Comprehensive and detailed, Canada’s Registered Mail is an update of the last general treatment of Canadian 19th century registration that was written 30 years ago. The first chapter of this new book is the most complete study of Money-Letters that has even been published. The next three chapters introduce registration for domestic mail, mail to the United States and mail to the United Kingdom. In each case registration is covered through 1875.

The significance of 1875 is that in December, Canada issued the first of three special stamps for registered letters. Five chapters are devoted to these unusual and fascinating stamps. Careful attention is paid to the postal regulations and to the earliest reported usage. For instance, the earliest use of the five-cent registered letter stamp was found on a letter paying both the two cents registration and the three cents postage. Actually the stamp was intended for paying registration for a letter to the United States or on domestic parcel post. It was never authorized to pay postage.

Three chapters include domestic usage of the registered letter stamps including the rare fifth class mail. Here and in other chapters there are detailed tables of postal rates and registry fees. Registered mail to the United States, the United Kingdom and the rest of the world each get a chapter. There are tables listing the earliest registration stamp covers to the U.S. and the covers paying the short-lived anomalous two-cent registration rate to the U.S.

The next chapter illustrates the incredible variety of ways in which writers and postmasters violated the postal regulations governing registration. The following chapter carries registration up to 1909 including AR, Acknowledgment of Receipt and insurance. The final chapter is a detailed study of registered railway post office markings. This book is an essential reference for anyone interested in 19th century Canadian registry usage.

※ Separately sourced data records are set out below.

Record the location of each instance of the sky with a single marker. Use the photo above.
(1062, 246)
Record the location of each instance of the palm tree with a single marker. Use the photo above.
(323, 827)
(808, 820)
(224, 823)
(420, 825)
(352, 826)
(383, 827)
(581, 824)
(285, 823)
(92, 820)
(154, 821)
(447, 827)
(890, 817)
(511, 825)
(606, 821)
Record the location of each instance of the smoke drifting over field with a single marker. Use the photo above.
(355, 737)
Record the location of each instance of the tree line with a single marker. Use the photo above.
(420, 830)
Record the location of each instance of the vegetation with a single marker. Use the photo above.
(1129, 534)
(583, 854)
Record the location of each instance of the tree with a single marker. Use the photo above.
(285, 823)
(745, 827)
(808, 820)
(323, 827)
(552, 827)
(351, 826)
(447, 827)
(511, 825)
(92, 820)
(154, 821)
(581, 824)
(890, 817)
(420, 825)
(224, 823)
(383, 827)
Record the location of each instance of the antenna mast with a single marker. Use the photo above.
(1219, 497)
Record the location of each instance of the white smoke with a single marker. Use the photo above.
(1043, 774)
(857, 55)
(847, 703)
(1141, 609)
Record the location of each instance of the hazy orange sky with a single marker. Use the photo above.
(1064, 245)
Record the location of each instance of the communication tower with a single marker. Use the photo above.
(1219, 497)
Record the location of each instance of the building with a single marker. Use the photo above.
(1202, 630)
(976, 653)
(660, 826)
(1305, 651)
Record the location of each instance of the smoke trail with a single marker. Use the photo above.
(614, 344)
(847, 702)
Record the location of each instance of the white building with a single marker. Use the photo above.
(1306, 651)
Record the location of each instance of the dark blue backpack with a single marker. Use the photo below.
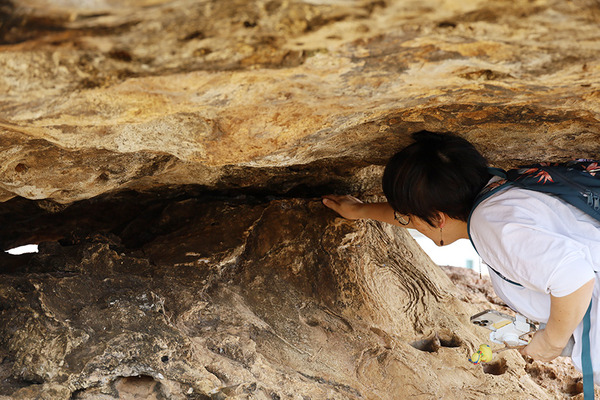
(575, 182)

The book retails for $80 postpaid in the United States.

Chicago Mail is a compilation of 26 articles, most of which have appeared previously in print and most of which have been written by the editor, Harvey Karlen, who is considered to be the preeminent authority on Chicago postal history. A number of articles have been written by other authorities on Chicago postal history: Howard Selzer, W. Wilson Hulme II, Leonard Piskiewicz, Barbara Jean Wallace, and Charles L. Towle.

Because so many articles that appear in philatelic journals have a limited existence, the Collectors Club of Chicago has published this volume to make them more permanently available for reference and evaluation. These works were selected for their philatelic interest and significance and because many of them involve subjects that go well beyond their relationship to Chicago postal history.

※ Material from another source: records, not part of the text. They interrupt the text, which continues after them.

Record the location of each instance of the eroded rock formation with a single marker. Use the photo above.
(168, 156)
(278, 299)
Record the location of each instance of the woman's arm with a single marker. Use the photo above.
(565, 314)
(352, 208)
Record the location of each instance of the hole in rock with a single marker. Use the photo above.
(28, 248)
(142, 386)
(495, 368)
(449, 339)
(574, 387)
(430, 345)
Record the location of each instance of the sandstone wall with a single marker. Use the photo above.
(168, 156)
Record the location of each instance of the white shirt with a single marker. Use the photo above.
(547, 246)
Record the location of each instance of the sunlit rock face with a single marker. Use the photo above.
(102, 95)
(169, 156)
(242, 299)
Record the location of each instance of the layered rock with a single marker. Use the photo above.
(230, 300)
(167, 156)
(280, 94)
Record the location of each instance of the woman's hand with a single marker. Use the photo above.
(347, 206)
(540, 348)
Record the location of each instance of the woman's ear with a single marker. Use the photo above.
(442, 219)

Areas covered include military history, expositions and fairs, the Great Chicago Fire, the Chicago Perforations, Free Franks, the Chicago Pneumatic Post, etc. Military related subjects include Camp Douglas and Camp Fry Confederate prisoner-of-war camps, Spanish-American War articles and Fort Sheridan: Its Origins and Postal History, (which recently received the Military Postal History Society’s award for the best article of the year in the Society’s publication.). There is an article entitled “Chicago Expositions, Fairs and Shows Before the 1893 Columbian Exposition” and one on the 1933 Century of Progress Exposition.

The book is printed in 8 ½ x 11 format, on archival paper in library quality hard cover binding and retails for $39.50 postpaid in the United States.